With that being said, here are five reasons why you really are a closet feminist:

1. The pay gap is REAL and WRONG

On average, women earn about 77-78 cents to every dollar a man makes. That means even though women and men are working the exact same jobs, men make more money. The worst part? According to the Center for American Progress, there’s actually no legitimate explanation as to why that’s the case. I don’t know about you, but if I work the same job with the same hours (and even more) and I’m still getting paid less just because I am a woman, that frustrates me, but more importantly makes me inclined to fight for gender equality. If you look back at the definition of feminism, advocating for gender equality makes me a feminist.

2. Female empowerment does not belittle males

Just because a woman decides to pay for her own meal, open her own door, or decides to fight her own battles, that should not “bruise” a man’s ego. As a man, if you depend on a woman’s “cry” for help in order to reach a sense of self-fulfillment, you really should take a step back and reevaluate yourself. Just as a woman does not necessarily need a man to feel complete, the same goes for a man.

3. Both men and women experience double standards

Society has conditioned women to be more feminine and men, manly. From a very young age, boys are taught not to cry because it’s “girly”. Real talk, crying isn’t girly… It’s a completely normal and healthy way to express emotions, but unfortunately I’m almost 100% sure every guy has tried to hide the fact that he’s cried multiple times in his life. At the same time, girls are taught to be submissive. Nowadays if a woman speaks her mind she’s seen as a b*tch and she apologizes for things that weren’t even her fault (I can’t even tell you how many times I’ve apologized when someone has bumped into ME).

More so, the media has further engrained these expectations in our minds. Apparently women have to stay thin, but also be curvy in the “right” places in order to be desirable. On the other hand, if a man decides to step out and embrace his feminine side by grooming himself, being fashionable, etc. his sexuality immediately comes into question. A woman is still beautiful no matter what size she is or where her curves lie.

A man is still a man even if he decides to have an impeccable sense of style and feels confident grooming himself in whatever way he sees fit.
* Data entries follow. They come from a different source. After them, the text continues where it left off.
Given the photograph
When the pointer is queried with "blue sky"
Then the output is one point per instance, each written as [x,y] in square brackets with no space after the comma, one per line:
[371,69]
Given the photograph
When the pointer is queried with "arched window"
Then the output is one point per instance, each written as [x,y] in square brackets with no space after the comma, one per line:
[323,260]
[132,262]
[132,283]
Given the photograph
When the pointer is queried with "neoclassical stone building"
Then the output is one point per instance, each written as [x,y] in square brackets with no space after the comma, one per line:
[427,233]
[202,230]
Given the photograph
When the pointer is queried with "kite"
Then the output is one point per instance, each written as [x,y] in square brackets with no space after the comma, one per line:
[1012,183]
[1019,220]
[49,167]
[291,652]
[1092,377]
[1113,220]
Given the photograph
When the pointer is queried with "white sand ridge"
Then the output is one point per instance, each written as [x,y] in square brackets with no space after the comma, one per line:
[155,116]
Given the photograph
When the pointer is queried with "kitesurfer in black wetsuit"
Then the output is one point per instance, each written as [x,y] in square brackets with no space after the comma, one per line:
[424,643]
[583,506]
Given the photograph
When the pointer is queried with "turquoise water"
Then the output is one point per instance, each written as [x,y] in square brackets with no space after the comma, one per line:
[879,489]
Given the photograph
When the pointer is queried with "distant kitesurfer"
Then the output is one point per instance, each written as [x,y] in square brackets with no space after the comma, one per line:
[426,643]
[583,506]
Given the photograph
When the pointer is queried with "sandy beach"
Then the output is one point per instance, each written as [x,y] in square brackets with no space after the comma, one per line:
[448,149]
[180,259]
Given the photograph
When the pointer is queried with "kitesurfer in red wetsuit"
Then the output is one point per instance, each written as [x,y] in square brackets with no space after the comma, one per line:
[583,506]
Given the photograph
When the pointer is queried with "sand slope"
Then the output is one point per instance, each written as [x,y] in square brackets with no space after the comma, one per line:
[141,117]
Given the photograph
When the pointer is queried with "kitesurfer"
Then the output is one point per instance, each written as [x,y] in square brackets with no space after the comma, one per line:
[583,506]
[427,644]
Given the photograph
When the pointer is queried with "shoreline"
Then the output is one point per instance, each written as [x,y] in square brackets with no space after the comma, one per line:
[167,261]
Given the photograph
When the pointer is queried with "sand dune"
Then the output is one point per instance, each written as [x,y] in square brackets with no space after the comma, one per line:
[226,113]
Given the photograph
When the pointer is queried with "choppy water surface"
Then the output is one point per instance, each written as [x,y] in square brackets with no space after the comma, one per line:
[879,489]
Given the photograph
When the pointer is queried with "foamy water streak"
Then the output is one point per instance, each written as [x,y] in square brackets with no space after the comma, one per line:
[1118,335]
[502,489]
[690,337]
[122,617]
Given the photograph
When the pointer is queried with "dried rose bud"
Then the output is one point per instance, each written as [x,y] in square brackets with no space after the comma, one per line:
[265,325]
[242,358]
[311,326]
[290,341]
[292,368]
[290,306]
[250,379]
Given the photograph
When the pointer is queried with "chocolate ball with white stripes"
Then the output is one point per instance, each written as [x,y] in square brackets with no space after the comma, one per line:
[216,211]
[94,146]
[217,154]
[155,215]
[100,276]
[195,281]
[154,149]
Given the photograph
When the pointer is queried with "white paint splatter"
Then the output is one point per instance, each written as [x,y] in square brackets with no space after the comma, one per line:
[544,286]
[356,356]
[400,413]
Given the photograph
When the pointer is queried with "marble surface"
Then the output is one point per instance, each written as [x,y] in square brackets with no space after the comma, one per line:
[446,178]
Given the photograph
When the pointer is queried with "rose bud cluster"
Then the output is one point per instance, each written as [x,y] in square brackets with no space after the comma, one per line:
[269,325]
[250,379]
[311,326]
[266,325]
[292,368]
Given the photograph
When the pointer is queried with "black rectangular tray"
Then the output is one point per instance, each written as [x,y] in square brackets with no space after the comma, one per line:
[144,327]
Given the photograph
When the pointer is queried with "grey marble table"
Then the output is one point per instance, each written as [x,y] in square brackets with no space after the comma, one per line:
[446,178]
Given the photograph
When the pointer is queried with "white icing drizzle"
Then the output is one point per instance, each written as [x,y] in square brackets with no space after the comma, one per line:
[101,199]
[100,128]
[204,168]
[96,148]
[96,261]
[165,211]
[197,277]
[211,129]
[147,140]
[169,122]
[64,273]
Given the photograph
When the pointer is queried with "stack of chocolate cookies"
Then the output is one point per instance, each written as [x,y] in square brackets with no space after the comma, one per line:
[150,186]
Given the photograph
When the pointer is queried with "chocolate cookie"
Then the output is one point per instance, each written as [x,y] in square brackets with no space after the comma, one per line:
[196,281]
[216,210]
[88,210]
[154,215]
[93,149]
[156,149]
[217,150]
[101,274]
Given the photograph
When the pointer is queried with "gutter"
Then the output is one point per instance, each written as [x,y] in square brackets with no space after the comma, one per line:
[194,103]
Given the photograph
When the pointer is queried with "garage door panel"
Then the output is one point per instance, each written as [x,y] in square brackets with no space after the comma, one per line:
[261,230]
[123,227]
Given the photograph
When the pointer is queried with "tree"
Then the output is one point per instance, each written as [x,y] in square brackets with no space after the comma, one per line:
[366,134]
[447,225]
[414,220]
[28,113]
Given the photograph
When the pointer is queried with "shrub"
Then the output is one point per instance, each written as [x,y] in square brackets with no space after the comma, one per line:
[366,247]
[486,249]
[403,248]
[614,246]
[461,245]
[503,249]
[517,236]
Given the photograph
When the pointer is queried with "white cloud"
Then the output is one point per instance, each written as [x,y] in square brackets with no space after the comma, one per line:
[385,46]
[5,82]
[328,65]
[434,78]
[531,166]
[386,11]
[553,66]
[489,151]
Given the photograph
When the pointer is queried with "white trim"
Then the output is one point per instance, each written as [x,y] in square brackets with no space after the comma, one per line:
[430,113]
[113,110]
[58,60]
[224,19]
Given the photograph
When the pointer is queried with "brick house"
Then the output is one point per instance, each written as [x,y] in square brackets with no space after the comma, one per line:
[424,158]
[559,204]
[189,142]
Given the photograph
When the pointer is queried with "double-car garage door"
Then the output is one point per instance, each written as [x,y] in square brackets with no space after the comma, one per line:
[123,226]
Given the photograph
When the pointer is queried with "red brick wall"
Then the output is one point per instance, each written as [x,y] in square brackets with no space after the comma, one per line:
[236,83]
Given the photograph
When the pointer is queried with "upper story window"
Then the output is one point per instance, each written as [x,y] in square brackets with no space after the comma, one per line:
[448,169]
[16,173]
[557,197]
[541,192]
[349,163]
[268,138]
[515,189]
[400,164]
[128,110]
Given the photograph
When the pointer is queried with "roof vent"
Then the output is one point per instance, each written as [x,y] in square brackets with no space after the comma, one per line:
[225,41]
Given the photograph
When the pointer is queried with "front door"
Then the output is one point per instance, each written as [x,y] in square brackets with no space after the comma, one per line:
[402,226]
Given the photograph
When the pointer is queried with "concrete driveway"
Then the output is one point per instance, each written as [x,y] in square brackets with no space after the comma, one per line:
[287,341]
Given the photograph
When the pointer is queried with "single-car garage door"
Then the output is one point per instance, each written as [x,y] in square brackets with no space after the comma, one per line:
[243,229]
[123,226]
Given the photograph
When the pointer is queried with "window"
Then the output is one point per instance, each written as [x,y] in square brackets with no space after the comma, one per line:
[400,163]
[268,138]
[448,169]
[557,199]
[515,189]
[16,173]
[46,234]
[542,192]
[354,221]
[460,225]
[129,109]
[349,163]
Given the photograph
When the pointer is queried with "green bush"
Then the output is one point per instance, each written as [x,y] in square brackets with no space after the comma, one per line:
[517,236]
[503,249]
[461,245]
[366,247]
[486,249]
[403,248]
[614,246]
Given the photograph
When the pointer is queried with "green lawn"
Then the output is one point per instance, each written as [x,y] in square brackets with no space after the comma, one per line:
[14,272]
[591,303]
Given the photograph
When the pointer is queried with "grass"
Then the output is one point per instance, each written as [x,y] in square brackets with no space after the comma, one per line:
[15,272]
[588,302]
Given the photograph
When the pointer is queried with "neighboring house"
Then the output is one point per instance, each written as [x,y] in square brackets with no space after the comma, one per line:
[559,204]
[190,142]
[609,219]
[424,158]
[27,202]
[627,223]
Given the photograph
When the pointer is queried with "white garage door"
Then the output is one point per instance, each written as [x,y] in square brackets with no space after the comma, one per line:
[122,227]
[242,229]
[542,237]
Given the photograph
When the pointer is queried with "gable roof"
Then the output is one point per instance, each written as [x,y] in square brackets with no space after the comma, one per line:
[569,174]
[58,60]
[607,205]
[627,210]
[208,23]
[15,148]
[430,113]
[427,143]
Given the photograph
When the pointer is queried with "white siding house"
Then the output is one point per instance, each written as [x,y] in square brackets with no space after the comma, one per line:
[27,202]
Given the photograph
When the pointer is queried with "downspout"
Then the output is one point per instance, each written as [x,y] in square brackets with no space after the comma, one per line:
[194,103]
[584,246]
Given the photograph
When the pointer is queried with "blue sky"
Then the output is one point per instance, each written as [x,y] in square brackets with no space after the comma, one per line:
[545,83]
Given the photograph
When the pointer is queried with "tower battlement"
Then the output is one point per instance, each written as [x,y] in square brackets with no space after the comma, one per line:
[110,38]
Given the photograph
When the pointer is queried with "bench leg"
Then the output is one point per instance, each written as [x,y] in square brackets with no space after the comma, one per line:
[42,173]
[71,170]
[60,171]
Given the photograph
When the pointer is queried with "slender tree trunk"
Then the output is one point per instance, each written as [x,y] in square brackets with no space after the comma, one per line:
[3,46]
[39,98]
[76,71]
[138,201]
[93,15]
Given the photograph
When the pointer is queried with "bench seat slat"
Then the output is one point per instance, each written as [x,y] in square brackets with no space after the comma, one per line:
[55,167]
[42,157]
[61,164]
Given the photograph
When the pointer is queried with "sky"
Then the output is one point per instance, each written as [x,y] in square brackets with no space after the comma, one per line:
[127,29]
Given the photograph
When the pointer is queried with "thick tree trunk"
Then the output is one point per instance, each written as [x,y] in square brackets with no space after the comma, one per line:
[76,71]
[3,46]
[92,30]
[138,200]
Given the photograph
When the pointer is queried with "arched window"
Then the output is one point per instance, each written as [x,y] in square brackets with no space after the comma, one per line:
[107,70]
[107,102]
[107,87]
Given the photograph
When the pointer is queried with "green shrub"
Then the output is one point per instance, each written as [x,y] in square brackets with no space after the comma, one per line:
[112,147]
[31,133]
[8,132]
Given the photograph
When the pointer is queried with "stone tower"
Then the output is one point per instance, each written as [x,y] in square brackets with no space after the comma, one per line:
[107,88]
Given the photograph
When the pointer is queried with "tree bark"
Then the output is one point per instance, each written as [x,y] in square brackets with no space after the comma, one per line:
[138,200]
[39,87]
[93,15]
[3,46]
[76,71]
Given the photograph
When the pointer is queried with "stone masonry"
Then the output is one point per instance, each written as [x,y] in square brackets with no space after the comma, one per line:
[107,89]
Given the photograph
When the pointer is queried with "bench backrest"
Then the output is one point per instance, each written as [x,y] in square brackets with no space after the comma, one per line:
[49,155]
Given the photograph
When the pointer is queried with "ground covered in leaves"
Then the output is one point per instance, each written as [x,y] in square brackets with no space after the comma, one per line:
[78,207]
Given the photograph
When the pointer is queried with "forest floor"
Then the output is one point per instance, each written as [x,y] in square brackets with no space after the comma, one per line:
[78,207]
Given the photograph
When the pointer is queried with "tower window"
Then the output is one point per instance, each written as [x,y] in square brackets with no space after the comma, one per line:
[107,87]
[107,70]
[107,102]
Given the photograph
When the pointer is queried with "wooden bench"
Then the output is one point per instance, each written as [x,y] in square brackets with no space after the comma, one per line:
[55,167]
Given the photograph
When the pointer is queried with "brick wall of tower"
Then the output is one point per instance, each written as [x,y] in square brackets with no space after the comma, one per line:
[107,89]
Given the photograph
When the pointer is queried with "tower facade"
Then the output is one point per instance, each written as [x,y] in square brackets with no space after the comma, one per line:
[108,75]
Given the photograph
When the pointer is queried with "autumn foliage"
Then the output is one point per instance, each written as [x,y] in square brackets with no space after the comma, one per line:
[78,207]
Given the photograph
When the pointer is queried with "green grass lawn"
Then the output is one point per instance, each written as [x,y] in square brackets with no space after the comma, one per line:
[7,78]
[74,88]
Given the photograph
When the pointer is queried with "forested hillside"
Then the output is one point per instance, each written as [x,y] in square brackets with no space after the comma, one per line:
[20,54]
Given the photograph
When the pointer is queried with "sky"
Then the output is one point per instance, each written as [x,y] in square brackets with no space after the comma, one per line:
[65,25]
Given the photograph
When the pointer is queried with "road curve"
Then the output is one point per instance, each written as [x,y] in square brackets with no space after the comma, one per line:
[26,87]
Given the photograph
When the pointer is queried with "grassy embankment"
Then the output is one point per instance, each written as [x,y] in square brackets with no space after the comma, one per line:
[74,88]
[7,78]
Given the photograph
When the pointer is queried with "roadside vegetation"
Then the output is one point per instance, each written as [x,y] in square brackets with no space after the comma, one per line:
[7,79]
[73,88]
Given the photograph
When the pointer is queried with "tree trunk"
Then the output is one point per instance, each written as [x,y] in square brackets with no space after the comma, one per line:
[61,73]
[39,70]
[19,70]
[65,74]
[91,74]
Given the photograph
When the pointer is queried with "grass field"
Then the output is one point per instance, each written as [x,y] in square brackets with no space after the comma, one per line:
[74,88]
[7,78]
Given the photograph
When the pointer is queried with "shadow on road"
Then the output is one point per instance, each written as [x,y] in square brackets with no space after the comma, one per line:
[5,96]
Basically, society can’t tell a man how to be a man and a woman how to be a woman, and as gender equalists (aka feminists) we firmly agree and believe in that.

4. Feminism is important for intersectionality

First things first feminism is NOT limited to cisgender, white females. It also embodies minority groups and highlights the inequality between different types of women. Looking back at the pay gap, white women earn 77 cents to every dollar. But it just doesn’t stop there. According to Forbes, black women earn 64 cents and Latina women earn 55 cents. In the first two months of 2015, seven Trans women of color were murdered. A Muslim woman in Georgia went to jail for wearing a headscarf to court. Tell me that’s not messed up… We live in a society where we claim to uphold “liberty and justice for all”, including women of different faiths, backgrounds, and color, yet these examples and many more show that’s not the case.

5. Feminism is key for societal progress

Even though it’s 2015, there’s no question that we live in an imperfect world. Yet, the fight for gender equality coincides with other social justice issues, even though they are not exactly the same. Once society begins to accept “taboo” theories and beliefs (like all people are actually equal), the likelihood that the world will become a better place is far more likely. Progress isn’t easy and change isn’t easy. It’s very challenging to chip away ideas that are embodied within our culture, but that’s no excuse to ignore these problems and stay silent.

Feminism isn’t just a men and women’s issue. It’s everyone’s issue. As a man, shouldn’t it anger you that your world sees your mom, sister, girlfriend, and wife as less deserving when these women are some of the most influential people in your life? As a woman, shouldn’t it anger you that your world sees you as less deserving? As a human being, shouldn’t it anger you that your world sees people as less deserving based on their gender? If you answered yes to any of these questions, then you, my friend, are a feminist.